Later, the hemorrhage may spread and become green or yellow, like a bruise. Usually this disappears within 2 weeks.
Although one may feel self-conscious about the appearance of their eye, health complications from a subconjunctival hemorrhage are rare.
Causes Of Subconjunctival Hemorrhage:
Subconjunctival hemorrhage can be caused by:
- Mask squeeze from diving and not equalizing mask pressure during descent
- Eye trauma
- Coagulation disorder (congenital or acquired)
- Head injury
- Whooping cough or other extreme sneezing or coughing
- Severe hypertension
- Acute hemorrhagic conjunctivitis (caused by Enterovirus 70 or Coxsackie A virus)
- Increased venous pressure (e.g., extreme g-force, straining, vomiting,choking, or coughing)

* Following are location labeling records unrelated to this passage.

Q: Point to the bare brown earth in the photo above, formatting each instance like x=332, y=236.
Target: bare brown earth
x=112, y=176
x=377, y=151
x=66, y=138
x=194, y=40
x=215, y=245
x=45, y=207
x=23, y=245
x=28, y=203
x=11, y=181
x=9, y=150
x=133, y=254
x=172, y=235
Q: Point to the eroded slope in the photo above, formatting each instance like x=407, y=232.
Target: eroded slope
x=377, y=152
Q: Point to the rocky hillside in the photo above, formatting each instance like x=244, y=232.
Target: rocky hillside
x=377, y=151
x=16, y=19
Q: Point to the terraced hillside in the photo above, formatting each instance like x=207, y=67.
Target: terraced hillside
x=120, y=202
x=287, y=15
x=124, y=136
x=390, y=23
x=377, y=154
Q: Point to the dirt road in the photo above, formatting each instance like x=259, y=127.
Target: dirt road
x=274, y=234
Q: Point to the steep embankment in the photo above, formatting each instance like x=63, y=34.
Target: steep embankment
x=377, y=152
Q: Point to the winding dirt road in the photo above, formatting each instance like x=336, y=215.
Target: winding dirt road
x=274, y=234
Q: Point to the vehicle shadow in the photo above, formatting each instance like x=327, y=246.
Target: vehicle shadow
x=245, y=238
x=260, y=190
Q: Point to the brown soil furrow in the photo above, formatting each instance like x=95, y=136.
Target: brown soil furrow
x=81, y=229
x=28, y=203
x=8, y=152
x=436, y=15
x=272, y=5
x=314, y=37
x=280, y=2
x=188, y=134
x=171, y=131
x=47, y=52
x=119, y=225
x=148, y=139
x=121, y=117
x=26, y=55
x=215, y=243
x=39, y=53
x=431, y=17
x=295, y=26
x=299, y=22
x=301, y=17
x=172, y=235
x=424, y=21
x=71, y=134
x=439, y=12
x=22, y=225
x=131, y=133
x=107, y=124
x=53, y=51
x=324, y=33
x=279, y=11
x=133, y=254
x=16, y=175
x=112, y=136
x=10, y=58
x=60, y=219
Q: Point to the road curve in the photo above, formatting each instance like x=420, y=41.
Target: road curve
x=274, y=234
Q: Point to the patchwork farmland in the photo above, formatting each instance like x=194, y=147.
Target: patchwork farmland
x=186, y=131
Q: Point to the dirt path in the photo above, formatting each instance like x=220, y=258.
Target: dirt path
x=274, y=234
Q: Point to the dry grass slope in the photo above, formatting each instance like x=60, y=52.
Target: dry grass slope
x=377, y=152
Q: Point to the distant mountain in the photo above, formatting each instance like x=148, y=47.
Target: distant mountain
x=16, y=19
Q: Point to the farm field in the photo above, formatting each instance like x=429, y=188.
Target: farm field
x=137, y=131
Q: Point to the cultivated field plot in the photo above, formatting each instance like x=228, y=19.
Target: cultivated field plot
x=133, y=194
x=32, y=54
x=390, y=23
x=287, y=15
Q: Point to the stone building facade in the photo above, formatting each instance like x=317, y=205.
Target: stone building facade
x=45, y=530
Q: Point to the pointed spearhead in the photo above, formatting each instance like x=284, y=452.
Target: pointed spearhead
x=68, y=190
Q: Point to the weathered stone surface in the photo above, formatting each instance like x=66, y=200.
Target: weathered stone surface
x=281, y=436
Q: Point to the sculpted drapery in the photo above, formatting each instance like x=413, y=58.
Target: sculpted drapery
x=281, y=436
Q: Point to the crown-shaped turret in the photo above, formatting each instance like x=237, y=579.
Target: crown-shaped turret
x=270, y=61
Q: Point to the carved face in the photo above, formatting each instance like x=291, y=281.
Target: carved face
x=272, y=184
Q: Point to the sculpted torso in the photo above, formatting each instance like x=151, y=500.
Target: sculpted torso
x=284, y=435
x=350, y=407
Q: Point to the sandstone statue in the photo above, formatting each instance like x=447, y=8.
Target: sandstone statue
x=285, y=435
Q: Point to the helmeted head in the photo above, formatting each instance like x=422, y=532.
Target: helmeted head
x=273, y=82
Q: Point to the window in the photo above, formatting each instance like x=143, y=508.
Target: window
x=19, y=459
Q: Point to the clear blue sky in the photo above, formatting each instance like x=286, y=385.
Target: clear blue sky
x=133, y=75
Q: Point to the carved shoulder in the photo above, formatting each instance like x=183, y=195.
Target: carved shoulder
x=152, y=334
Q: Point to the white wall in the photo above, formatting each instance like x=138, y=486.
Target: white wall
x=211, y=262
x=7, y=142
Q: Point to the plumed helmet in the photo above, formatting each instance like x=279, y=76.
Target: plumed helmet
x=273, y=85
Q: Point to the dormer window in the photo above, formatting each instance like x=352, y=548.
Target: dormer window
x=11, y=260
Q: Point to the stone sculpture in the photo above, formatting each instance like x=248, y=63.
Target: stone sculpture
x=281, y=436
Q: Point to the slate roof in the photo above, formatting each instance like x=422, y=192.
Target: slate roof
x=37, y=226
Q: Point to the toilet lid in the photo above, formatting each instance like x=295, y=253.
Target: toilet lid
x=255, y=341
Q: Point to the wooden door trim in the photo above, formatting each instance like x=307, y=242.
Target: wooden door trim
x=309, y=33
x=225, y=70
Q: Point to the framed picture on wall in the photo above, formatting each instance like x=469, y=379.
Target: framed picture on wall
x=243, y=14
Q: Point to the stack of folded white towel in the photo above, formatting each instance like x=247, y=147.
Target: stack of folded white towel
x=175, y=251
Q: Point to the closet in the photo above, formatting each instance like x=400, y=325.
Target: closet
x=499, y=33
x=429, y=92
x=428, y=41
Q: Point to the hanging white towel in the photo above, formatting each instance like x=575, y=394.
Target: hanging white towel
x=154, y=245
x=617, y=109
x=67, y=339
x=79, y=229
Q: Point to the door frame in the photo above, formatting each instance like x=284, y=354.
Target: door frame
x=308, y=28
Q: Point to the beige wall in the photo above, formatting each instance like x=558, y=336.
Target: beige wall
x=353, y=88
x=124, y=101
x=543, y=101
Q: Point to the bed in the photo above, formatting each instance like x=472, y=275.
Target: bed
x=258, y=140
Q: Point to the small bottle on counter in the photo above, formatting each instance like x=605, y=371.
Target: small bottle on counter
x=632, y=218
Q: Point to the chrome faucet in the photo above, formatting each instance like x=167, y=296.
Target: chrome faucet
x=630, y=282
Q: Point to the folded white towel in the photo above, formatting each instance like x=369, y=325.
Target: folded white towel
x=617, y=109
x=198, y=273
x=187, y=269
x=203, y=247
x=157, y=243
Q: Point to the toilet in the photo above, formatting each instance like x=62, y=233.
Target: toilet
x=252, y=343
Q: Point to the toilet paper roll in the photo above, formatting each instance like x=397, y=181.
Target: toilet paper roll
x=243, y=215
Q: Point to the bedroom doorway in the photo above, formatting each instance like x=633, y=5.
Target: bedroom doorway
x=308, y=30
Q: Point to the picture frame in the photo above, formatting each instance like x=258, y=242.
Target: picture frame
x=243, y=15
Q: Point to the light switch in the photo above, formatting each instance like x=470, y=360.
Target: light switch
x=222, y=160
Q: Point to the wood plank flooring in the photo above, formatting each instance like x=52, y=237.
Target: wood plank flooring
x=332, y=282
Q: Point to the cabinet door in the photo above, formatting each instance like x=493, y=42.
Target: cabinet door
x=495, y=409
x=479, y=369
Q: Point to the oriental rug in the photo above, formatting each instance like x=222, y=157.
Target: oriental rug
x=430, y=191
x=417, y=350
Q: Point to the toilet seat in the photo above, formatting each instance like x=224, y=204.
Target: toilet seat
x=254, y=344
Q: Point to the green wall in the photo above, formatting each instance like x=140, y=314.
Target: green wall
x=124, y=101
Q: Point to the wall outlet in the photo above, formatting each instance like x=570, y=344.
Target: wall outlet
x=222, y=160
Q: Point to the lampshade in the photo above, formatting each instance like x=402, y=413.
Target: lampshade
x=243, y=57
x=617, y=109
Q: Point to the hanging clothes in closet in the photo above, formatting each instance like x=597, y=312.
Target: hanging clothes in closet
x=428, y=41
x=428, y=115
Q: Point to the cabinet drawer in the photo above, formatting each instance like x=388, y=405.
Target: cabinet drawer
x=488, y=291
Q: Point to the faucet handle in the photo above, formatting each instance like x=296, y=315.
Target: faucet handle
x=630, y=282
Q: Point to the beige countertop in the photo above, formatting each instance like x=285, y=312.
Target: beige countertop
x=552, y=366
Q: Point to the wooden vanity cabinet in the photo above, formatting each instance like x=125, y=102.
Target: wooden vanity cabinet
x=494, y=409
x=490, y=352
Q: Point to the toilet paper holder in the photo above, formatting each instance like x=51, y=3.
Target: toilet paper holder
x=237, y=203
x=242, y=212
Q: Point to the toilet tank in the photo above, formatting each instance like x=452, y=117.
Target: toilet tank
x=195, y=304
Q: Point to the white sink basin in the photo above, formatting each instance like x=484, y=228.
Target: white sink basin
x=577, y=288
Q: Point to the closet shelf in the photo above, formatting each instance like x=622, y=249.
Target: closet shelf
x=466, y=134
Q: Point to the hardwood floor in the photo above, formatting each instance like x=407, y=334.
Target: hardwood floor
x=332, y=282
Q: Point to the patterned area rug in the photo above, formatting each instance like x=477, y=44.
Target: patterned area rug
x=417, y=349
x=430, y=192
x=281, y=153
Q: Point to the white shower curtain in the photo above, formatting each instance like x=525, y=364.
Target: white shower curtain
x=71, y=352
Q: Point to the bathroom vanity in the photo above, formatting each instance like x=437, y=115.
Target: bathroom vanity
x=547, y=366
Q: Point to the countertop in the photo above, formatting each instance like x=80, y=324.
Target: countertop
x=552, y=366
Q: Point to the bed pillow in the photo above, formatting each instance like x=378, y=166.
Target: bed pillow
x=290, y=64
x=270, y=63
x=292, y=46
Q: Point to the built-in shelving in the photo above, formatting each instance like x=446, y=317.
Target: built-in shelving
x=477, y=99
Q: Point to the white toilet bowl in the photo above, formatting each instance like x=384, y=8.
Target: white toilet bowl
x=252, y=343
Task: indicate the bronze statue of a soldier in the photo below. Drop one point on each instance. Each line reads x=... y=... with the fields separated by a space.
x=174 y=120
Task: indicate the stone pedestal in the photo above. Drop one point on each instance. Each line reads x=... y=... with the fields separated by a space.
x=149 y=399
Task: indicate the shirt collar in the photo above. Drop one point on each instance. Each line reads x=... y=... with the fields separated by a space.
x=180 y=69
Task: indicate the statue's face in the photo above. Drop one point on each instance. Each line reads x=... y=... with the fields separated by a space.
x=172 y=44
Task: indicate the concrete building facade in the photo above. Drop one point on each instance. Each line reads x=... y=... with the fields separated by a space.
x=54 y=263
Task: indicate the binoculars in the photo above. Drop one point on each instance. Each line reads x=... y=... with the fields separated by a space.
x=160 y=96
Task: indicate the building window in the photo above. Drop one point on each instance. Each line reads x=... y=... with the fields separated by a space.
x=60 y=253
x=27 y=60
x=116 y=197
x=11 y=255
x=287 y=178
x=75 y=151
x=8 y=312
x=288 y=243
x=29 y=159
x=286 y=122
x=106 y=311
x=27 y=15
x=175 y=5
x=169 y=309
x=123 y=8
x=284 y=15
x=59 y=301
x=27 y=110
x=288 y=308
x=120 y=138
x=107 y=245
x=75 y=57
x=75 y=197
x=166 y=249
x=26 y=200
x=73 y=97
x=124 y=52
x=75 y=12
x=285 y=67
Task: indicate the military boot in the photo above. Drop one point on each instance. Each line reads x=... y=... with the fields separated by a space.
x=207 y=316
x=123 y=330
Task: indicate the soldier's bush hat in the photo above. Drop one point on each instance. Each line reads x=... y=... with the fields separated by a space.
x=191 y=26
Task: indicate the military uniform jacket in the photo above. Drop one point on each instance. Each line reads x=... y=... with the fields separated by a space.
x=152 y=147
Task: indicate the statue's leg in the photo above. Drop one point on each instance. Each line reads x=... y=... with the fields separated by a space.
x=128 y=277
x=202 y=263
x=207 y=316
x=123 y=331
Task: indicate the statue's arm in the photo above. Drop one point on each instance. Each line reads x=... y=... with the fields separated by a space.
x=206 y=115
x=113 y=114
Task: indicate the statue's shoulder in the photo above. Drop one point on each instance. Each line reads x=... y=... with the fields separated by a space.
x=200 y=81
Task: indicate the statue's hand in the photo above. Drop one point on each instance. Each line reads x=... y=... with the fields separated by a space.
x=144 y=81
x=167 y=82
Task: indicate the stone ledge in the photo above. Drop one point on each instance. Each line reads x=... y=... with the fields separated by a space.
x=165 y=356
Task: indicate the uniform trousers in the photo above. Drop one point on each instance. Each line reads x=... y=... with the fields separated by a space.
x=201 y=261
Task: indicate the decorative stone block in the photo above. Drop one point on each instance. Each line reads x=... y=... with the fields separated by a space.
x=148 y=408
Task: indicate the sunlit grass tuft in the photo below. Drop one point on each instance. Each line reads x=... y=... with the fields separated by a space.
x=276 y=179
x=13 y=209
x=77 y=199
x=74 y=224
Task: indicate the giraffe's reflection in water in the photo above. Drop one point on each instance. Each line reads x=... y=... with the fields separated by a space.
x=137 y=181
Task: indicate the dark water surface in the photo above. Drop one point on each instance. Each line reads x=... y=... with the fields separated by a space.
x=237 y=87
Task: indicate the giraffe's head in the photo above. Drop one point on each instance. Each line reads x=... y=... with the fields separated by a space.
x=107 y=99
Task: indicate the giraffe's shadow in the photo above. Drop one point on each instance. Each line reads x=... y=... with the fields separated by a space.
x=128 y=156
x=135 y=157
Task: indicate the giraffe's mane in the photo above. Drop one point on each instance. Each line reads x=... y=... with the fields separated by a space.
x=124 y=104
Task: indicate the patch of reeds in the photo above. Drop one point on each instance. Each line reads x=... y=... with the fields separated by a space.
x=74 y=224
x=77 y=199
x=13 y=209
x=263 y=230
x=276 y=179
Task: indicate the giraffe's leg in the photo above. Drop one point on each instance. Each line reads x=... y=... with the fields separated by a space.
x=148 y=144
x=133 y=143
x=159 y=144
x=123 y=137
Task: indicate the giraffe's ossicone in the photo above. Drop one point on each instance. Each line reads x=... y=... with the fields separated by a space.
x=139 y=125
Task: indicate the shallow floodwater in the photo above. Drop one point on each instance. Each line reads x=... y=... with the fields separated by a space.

Risk Factors For Subconjunctival Hemorrhage Include:
- Certain blood-thinning medications, such as warfarin (Coumadin) and aspirin
- Blood-clotting disorders
Symptoms Of Subconjunctival Hemorrhage:
Most of the time, no symptoms are associated with a subconjunctival hemorrhage other than seeing blood over the white part of the eye.
- Very rarely people experience pain when the hemorrhage begins
- As the hemorrhage resolves, some people may experience very mild irritation of the eye or merely a sense of awareness of the eye.
- The hemorrhage itself is an obvious, sharply outlined bright red area overlying the sclera. The entire white part of the eye may occasionally be covered by blood.
- In a spontaneous subconjunctival hemorrhage, no blood will exit from the eye.
- The hemorrhage will appear larger within the first 24 hours after its onset and then will slowly decrease in size as the blood is absorbed.
Diagnosis Of Subconjunctival Hemorrhage:
Subconjunctival hemorrhage can be diagnosed via
- Physical exam
- Blood pressure test
Treatment Of Subconjunctival Hemorrhage:
Usually, no treatment is required.
Eye drops, such as artificial tears, may be used in order to soothe any scratchy feeling in the eye.
There’s no known way to prevent subconjunctival hemorrhage unless there is a clearly identifiable cause for the bleeding.